During the second week of July, the Israeli army began white phosphorus bombing in the villages of Arkoub, which lie adjacent to the border region and had remained outside the scope of the concentrated attacks for nine months. On July 14, the Marjayoun plant, owned by Electricity of Lebanon, was targeted with 15 artillery shells and put out of service. The bombing cut the electricity and shut down the water pumping stations throughout the city of Jdeidet Marjayoun, the town of Khiam, and the seven villages of Arkoub. This region hosts thousands of families displaced from the border villages.
In the rest of the south, the Israeli aggression is still in the stage of airstrikes moving from village to village and city to city. One of the bloodiest days in the current war was February 15, which witnessed 11 civilian deaths, including children, and dozens of wounded in Nabatieh, Souaneh, and Aadchit.
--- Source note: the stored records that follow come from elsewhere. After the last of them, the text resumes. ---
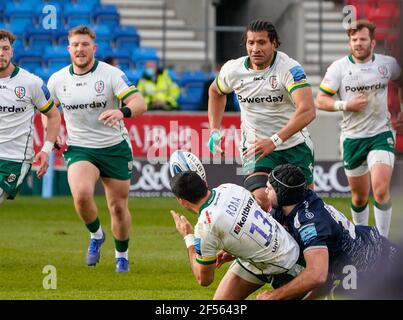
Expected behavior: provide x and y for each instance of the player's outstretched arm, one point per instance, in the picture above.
(216, 106)
(312, 277)
(135, 105)
(355, 104)
(52, 131)
(204, 274)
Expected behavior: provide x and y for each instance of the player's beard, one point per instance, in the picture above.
(364, 54)
(4, 64)
(83, 64)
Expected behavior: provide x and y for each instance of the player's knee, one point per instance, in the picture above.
(359, 200)
(82, 199)
(118, 210)
(2, 195)
(381, 193)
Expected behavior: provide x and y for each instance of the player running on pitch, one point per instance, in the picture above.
(89, 92)
(276, 106)
(367, 139)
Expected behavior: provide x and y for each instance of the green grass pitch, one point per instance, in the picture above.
(35, 232)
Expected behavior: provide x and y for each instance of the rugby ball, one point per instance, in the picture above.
(182, 160)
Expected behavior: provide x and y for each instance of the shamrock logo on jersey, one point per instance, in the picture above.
(99, 86)
(273, 82)
(383, 70)
(19, 92)
(11, 178)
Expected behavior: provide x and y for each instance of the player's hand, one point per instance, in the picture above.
(223, 257)
(399, 123)
(42, 158)
(266, 295)
(214, 142)
(260, 148)
(182, 224)
(357, 103)
(111, 117)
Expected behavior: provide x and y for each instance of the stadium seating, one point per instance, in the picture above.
(126, 37)
(106, 15)
(38, 38)
(19, 13)
(141, 55)
(30, 59)
(43, 50)
(56, 57)
(77, 14)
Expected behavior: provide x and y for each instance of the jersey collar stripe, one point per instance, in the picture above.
(127, 93)
(350, 57)
(327, 90)
(219, 87)
(246, 63)
(208, 201)
(295, 86)
(47, 106)
(15, 71)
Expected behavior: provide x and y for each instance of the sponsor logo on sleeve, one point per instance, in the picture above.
(298, 73)
(308, 233)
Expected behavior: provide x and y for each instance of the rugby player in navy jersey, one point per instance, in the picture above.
(333, 247)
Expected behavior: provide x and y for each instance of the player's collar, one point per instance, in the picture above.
(350, 57)
(91, 70)
(15, 71)
(246, 63)
(208, 201)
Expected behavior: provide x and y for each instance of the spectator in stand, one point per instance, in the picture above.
(158, 89)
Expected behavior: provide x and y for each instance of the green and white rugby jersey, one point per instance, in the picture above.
(20, 95)
(348, 79)
(84, 97)
(264, 96)
(231, 220)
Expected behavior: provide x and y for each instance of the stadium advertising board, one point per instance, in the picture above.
(156, 135)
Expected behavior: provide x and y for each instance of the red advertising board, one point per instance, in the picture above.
(157, 135)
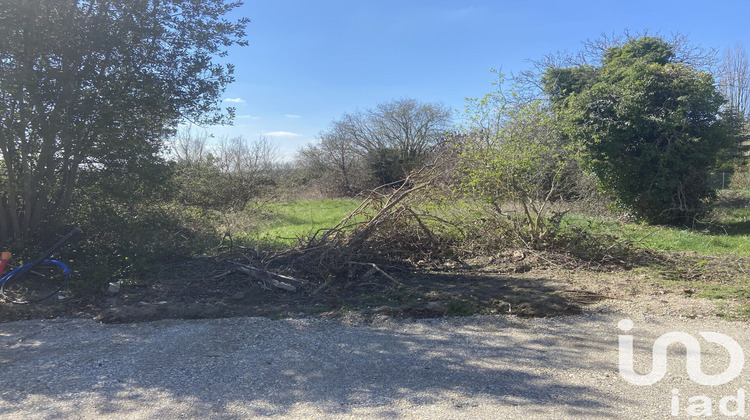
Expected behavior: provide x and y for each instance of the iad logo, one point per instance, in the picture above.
(693, 356)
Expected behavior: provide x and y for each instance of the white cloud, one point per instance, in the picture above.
(282, 134)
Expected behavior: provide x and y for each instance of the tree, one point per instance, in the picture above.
(396, 136)
(334, 159)
(651, 127)
(96, 86)
(380, 145)
(226, 178)
(734, 79)
(512, 158)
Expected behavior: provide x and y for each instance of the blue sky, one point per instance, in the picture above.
(309, 62)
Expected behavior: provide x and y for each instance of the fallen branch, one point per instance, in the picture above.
(268, 278)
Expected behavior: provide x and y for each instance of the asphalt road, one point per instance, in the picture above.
(481, 367)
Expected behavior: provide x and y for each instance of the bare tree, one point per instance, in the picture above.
(335, 161)
(734, 79)
(189, 147)
(407, 125)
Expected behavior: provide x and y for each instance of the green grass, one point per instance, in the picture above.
(729, 234)
(278, 225)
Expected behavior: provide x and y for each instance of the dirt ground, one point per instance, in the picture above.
(521, 284)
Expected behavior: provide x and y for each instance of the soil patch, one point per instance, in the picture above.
(196, 289)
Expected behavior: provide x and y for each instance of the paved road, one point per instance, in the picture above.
(473, 368)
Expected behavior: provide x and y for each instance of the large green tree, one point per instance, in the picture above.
(651, 127)
(95, 86)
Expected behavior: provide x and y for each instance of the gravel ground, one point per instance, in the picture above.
(475, 367)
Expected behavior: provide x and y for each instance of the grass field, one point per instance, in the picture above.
(282, 224)
(725, 237)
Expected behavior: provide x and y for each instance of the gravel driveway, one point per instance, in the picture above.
(475, 367)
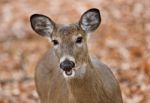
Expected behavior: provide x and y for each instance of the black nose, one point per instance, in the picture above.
(67, 65)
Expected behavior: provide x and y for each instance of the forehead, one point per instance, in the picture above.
(67, 31)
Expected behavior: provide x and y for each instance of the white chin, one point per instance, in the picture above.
(71, 74)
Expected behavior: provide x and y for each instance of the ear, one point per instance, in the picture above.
(42, 25)
(90, 20)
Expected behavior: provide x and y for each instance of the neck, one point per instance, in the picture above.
(85, 88)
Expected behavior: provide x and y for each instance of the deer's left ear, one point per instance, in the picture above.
(90, 20)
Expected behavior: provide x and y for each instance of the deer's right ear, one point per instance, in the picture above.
(42, 24)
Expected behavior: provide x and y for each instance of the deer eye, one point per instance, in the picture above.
(55, 42)
(79, 40)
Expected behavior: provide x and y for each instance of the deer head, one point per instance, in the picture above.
(69, 41)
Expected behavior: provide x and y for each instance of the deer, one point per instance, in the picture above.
(67, 73)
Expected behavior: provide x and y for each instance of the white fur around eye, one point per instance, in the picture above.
(79, 44)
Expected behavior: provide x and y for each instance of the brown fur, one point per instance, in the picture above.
(93, 81)
(97, 86)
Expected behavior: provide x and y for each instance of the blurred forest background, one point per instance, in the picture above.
(122, 42)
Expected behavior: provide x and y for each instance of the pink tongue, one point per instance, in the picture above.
(68, 72)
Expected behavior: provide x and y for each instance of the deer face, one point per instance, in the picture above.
(69, 41)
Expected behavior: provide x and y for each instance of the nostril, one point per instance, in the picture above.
(72, 64)
(67, 65)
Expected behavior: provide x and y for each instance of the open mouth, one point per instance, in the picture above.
(69, 73)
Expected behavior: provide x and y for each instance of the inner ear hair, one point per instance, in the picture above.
(90, 20)
(42, 24)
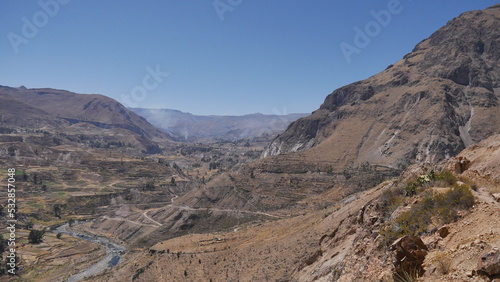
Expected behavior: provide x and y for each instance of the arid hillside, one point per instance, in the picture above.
(67, 113)
(355, 239)
(437, 100)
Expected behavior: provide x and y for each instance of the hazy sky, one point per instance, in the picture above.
(212, 57)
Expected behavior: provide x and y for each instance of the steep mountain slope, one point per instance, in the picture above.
(191, 127)
(100, 118)
(14, 113)
(440, 98)
(98, 110)
(342, 242)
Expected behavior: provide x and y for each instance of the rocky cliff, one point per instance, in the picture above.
(440, 98)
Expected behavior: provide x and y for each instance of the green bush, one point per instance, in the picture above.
(442, 207)
(36, 236)
(447, 177)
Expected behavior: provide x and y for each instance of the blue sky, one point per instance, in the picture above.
(211, 57)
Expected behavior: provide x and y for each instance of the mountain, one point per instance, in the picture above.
(440, 98)
(77, 113)
(191, 127)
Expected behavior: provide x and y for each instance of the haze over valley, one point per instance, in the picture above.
(395, 177)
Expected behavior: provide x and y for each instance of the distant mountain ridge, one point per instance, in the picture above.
(190, 127)
(64, 110)
(437, 100)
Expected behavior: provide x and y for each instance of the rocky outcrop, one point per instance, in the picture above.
(437, 100)
(409, 254)
(489, 263)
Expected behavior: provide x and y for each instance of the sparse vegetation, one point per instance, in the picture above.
(433, 207)
(36, 236)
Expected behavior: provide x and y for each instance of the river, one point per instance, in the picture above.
(113, 253)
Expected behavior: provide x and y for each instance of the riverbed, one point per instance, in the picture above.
(114, 252)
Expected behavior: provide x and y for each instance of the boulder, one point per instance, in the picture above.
(443, 231)
(489, 263)
(409, 254)
(461, 164)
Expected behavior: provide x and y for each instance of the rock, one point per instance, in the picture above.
(489, 263)
(443, 231)
(496, 196)
(409, 252)
(461, 164)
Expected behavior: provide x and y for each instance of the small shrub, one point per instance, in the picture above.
(443, 207)
(36, 236)
(447, 177)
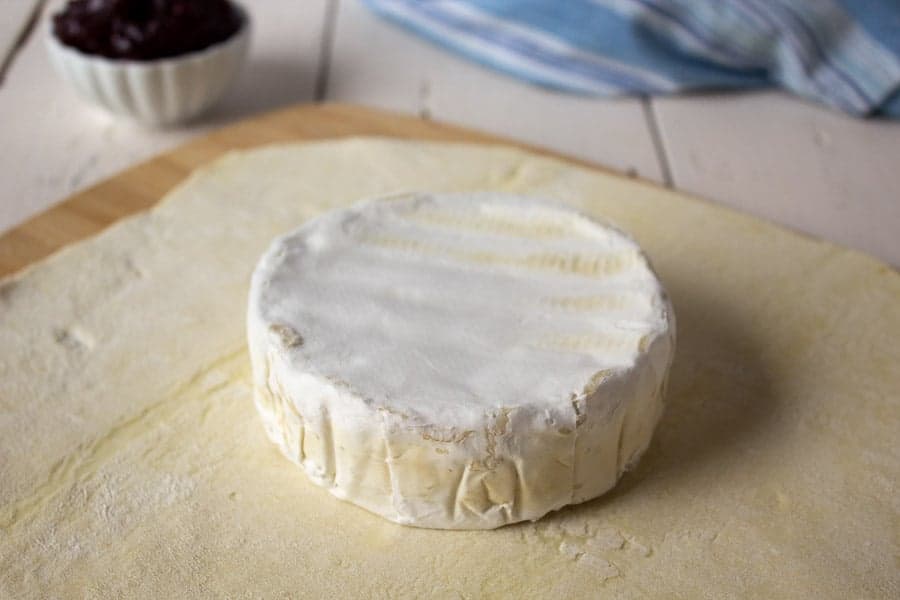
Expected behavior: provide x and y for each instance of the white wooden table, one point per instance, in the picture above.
(768, 154)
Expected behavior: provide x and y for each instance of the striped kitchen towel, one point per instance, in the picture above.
(843, 53)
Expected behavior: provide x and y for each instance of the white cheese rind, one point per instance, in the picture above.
(459, 361)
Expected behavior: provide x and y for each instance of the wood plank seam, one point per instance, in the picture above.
(326, 46)
(658, 144)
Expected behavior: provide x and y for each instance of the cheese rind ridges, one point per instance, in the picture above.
(451, 389)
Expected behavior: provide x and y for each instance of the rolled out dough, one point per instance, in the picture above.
(132, 462)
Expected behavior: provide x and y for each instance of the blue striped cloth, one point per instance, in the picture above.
(843, 53)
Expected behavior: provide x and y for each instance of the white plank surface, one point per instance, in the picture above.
(788, 161)
(780, 158)
(379, 64)
(55, 144)
(14, 17)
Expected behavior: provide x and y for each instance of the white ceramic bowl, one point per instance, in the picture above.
(154, 92)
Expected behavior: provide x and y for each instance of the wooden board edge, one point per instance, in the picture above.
(90, 211)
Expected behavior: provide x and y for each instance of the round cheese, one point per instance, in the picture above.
(459, 361)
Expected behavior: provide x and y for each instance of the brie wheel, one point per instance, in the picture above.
(459, 361)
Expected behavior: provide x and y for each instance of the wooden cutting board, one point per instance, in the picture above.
(139, 187)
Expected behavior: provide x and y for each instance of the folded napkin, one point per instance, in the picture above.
(843, 53)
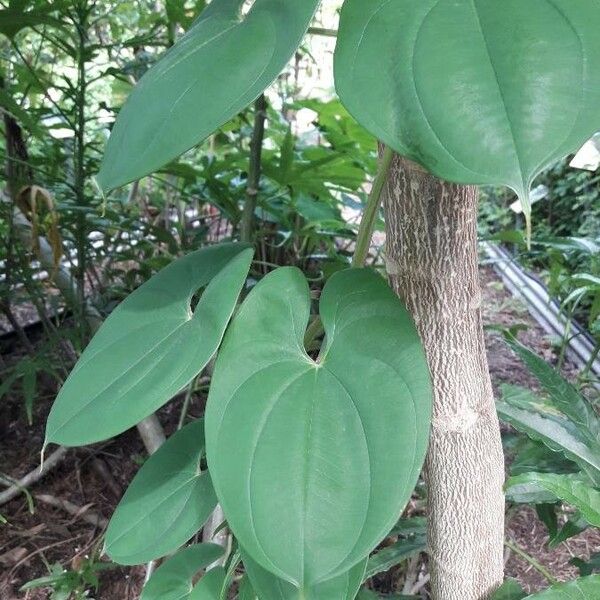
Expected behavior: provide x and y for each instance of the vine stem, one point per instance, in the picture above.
(532, 561)
(365, 232)
(254, 168)
(367, 224)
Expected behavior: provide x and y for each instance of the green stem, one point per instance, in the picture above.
(365, 233)
(590, 363)
(186, 404)
(367, 224)
(254, 169)
(532, 561)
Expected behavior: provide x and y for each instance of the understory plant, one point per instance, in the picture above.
(317, 421)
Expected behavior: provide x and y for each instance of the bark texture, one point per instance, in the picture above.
(432, 262)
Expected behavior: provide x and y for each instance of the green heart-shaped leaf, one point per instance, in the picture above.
(173, 579)
(269, 587)
(166, 503)
(217, 68)
(327, 451)
(477, 91)
(150, 347)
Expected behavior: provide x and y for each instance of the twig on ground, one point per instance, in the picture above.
(80, 512)
(34, 476)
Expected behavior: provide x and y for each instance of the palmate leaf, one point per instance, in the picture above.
(541, 419)
(327, 451)
(173, 579)
(166, 503)
(547, 488)
(218, 68)
(585, 588)
(476, 91)
(269, 587)
(150, 347)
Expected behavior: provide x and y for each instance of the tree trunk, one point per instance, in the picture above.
(433, 265)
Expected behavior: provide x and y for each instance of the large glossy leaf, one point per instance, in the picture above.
(150, 347)
(173, 579)
(547, 487)
(217, 68)
(327, 451)
(586, 588)
(542, 420)
(270, 587)
(166, 503)
(477, 91)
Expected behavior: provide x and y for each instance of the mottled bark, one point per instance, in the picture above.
(432, 262)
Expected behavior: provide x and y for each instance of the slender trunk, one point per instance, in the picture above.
(433, 266)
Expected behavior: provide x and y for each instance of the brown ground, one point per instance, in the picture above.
(31, 542)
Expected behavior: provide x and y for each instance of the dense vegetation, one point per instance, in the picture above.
(289, 175)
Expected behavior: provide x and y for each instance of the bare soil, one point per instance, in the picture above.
(93, 478)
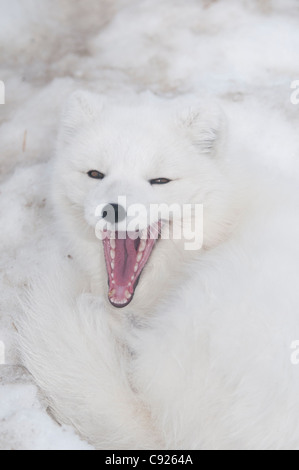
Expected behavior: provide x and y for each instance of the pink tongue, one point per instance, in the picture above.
(125, 261)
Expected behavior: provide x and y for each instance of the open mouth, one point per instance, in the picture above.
(126, 256)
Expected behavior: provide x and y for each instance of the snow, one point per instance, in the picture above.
(244, 52)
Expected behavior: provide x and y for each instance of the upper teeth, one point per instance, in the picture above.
(142, 246)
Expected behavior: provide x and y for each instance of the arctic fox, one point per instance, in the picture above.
(138, 342)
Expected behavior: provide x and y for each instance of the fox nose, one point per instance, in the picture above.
(114, 213)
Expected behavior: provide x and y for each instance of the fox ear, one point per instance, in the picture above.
(206, 127)
(81, 108)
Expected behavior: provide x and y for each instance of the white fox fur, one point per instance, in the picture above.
(201, 357)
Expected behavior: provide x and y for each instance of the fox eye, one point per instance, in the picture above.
(97, 175)
(160, 181)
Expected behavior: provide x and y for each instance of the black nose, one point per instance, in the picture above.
(114, 213)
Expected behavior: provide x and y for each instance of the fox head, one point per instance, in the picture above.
(150, 154)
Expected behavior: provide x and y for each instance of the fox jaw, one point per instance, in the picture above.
(151, 152)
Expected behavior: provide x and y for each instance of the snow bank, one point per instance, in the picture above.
(243, 51)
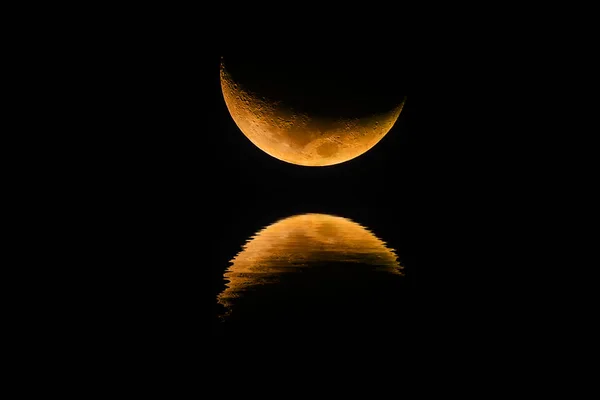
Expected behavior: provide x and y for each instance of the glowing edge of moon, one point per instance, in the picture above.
(298, 138)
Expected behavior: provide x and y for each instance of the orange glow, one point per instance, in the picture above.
(298, 138)
(296, 243)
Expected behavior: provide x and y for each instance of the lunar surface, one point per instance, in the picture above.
(310, 247)
(299, 137)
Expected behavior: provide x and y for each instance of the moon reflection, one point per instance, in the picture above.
(316, 249)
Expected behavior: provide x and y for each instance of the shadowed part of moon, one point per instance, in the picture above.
(302, 244)
(297, 137)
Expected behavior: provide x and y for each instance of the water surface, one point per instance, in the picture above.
(312, 271)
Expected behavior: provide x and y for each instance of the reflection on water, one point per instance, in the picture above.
(306, 259)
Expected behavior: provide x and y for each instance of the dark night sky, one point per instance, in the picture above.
(190, 188)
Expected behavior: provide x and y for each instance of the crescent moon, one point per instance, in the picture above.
(297, 137)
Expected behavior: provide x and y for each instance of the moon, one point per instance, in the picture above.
(299, 137)
(305, 246)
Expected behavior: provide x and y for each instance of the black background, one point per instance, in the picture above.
(176, 188)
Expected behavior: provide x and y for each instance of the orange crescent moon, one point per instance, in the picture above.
(299, 138)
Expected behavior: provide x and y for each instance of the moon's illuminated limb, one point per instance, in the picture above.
(301, 242)
(299, 138)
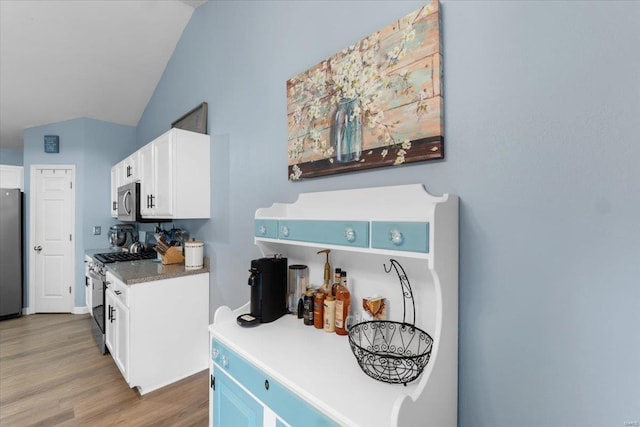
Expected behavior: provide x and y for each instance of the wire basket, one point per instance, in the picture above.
(392, 352)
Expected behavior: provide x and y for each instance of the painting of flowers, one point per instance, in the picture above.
(376, 103)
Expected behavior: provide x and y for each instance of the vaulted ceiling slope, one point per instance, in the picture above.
(64, 59)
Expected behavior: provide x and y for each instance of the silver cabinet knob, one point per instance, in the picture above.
(396, 237)
(350, 234)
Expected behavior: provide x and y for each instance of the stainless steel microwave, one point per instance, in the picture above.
(129, 202)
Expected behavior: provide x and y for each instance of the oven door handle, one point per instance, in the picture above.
(125, 202)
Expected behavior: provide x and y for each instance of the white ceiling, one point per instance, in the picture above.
(64, 59)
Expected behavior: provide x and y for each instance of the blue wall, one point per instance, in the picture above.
(541, 109)
(92, 146)
(11, 156)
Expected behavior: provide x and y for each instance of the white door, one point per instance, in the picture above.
(52, 251)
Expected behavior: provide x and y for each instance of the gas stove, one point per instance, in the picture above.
(111, 257)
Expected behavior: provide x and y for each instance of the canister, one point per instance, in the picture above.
(193, 254)
(298, 281)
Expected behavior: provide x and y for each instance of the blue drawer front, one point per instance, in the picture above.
(265, 228)
(343, 233)
(400, 236)
(292, 409)
(283, 402)
(233, 406)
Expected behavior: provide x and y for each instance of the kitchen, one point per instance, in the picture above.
(534, 157)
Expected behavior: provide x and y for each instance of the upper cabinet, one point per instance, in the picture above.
(174, 175)
(130, 168)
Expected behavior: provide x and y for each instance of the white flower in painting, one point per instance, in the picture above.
(409, 34)
(400, 158)
(296, 174)
(297, 114)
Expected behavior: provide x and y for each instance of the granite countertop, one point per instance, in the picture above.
(132, 272)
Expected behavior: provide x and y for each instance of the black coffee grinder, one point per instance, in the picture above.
(268, 281)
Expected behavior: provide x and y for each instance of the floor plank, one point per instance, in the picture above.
(52, 374)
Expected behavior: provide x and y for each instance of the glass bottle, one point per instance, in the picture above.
(347, 131)
(329, 314)
(343, 299)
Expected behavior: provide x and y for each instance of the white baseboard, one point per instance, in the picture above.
(80, 310)
(76, 310)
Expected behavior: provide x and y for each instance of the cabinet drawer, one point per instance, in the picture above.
(343, 233)
(400, 236)
(285, 404)
(265, 228)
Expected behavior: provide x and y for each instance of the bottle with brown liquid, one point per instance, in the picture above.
(336, 281)
(343, 299)
(329, 314)
(318, 310)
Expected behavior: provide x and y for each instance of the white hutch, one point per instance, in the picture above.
(285, 373)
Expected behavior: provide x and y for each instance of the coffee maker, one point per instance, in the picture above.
(268, 281)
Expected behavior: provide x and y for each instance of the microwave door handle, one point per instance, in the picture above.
(125, 202)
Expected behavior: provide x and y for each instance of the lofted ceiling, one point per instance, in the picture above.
(64, 59)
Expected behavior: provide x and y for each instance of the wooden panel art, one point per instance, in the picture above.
(376, 103)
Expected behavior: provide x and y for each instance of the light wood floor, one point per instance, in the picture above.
(52, 374)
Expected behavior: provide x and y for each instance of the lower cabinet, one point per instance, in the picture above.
(117, 326)
(243, 395)
(157, 331)
(234, 406)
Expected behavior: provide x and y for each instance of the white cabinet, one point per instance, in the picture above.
(130, 168)
(175, 176)
(117, 324)
(88, 285)
(372, 226)
(116, 174)
(157, 331)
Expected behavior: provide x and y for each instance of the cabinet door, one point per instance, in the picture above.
(109, 326)
(232, 406)
(131, 168)
(115, 183)
(163, 175)
(120, 354)
(146, 179)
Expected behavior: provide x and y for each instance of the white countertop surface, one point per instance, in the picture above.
(317, 365)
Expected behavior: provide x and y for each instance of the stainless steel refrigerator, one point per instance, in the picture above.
(10, 253)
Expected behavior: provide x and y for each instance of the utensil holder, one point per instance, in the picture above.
(173, 255)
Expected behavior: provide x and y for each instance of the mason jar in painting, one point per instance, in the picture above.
(347, 131)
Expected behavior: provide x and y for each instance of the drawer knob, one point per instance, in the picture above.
(396, 237)
(350, 234)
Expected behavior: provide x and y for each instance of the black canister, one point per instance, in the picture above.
(268, 281)
(308, 308)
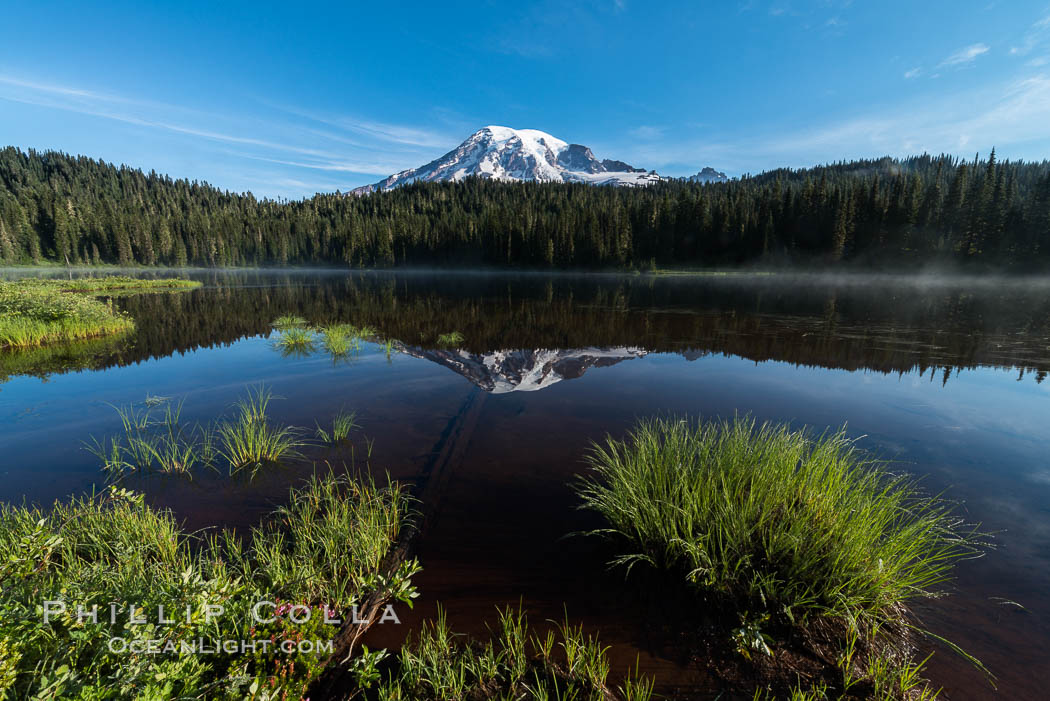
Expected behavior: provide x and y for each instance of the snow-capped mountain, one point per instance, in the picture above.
(520, 154)
(709, 174)
(524, 370)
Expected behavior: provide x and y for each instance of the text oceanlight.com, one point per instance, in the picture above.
(260, 614)
(203, 646)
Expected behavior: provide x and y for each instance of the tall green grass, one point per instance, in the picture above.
(789, 530)
(296, 340)
(775, 518)
(340, 340)
(39, 311)
(250, 440)
(154, 438)
(516, 663)
(329, 543)
(112, 548)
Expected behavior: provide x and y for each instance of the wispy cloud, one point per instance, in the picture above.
(965, 56)
(298, 140)
(1036, 36)
(1013, 115)
(647, 132)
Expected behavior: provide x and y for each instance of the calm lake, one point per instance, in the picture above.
(944, 377)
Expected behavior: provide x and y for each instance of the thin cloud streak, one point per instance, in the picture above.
(964, 56)
(1013, 115)
(410, 144)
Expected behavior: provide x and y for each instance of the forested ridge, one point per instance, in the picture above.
(983, 212)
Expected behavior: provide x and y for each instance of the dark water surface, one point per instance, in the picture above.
(946, 377)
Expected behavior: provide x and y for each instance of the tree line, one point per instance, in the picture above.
(983, 212)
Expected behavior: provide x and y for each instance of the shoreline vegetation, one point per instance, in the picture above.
(806, 552)
(800, 554)
(340, 547)
(36, 312)
(980, 214)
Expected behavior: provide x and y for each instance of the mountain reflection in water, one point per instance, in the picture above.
(522, 331)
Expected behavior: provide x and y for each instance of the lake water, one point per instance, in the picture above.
(943, 376)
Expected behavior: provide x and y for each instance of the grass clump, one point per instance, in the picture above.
(799, 534)
(114, 550)
(513, 664)
(340, 340)
(153, 438)
(250, 440)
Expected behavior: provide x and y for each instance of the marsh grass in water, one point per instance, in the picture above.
(321, 552)
(154, 438)
(151, 443)
(794, 532)
(340, 340)
(250, 440)
(37, 311)
(296, 340)
(516, 663)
The Jennata airstrike is the latest major airstrike – in terms of destruction and civilian casualties – outside the border region, with two killed and 20 wounded, including children.
The scorched earth strategy includes destroying or shutting down resources that are indispensable to the survival of the civilian population. These resources are mentioned in Article 54 of the 1977 Additional Protocol I to the Geneva Conventions, which lists “foodstuffs, agricultural areas for the production of foodstuffs, crops, livestock, drinking water installations and supplies and irrigation works”. Of course, the article prohibits targeting these objects “whatever the motive, whether in order to starve out civilians, to cause them to move away, or for any other motive”.
Evidently, the scorched earth policy is being applied in the same region that witnessed the old “security belt” strategy in the days of Israel’s occupation of Southern Lebanon. This indicates an intent to achieve gains by destroying the essentials of civilian existence in this particular geographical area such that destruction becomes a goal in and of itself, thereby disproving the claim that it is merely collateral damage.
Here, we must recall the “Dahiya Doctrine” that Israel employed for the first time in the 2006 war and its godfather, minister in Benjamin Netanyahu’s recently resigned government and then-head of the Northern Command, Gadi Eisenkot. In 2008, Eisenkot called for the destruction of any Lebanese village from which Israel is fired upon. “What happened in the Dahiya quarter of Beirut in 2006 will happen in every village from which Israel is fired on… From our standpoint, these are not civilian villages, they are military bases,” he said, explicitly denying all the inhabitants their civilian status.
This doctrine has been adopted by Israel as a military strategy and used in its wars on Gaza since 2008, reaching its peak in the current genocidal war. All indicators today confirm that Tel Aviv has adopted it in Southern Lebanon too. This all shows Israel’s institutionalization of war crime, which constitutes, in the words of the previous United Nations special rapporteur on the occupied Palestinian territories, “state terrorism”.
Israeli political and military officials have explicitly expressed this doctrine in the current war. For example, in November 2023, the minister of “defense” Yoav Gallant stated that “the ones who will pay the price will be first and foremost Lebanese citizens”. In the early weeks of the war, Prime Minister Netanyahu threatened to turn Beirut and Southern Lebanon into Gaza and Khan Younis. Minister of Education Yoav Kisch called for “driv[ing] 400,000 residents of south Lebanon away, beyond the Litani river” and said in another statement: “The way things are progressing at the moment, Lebanon will be annihilated”.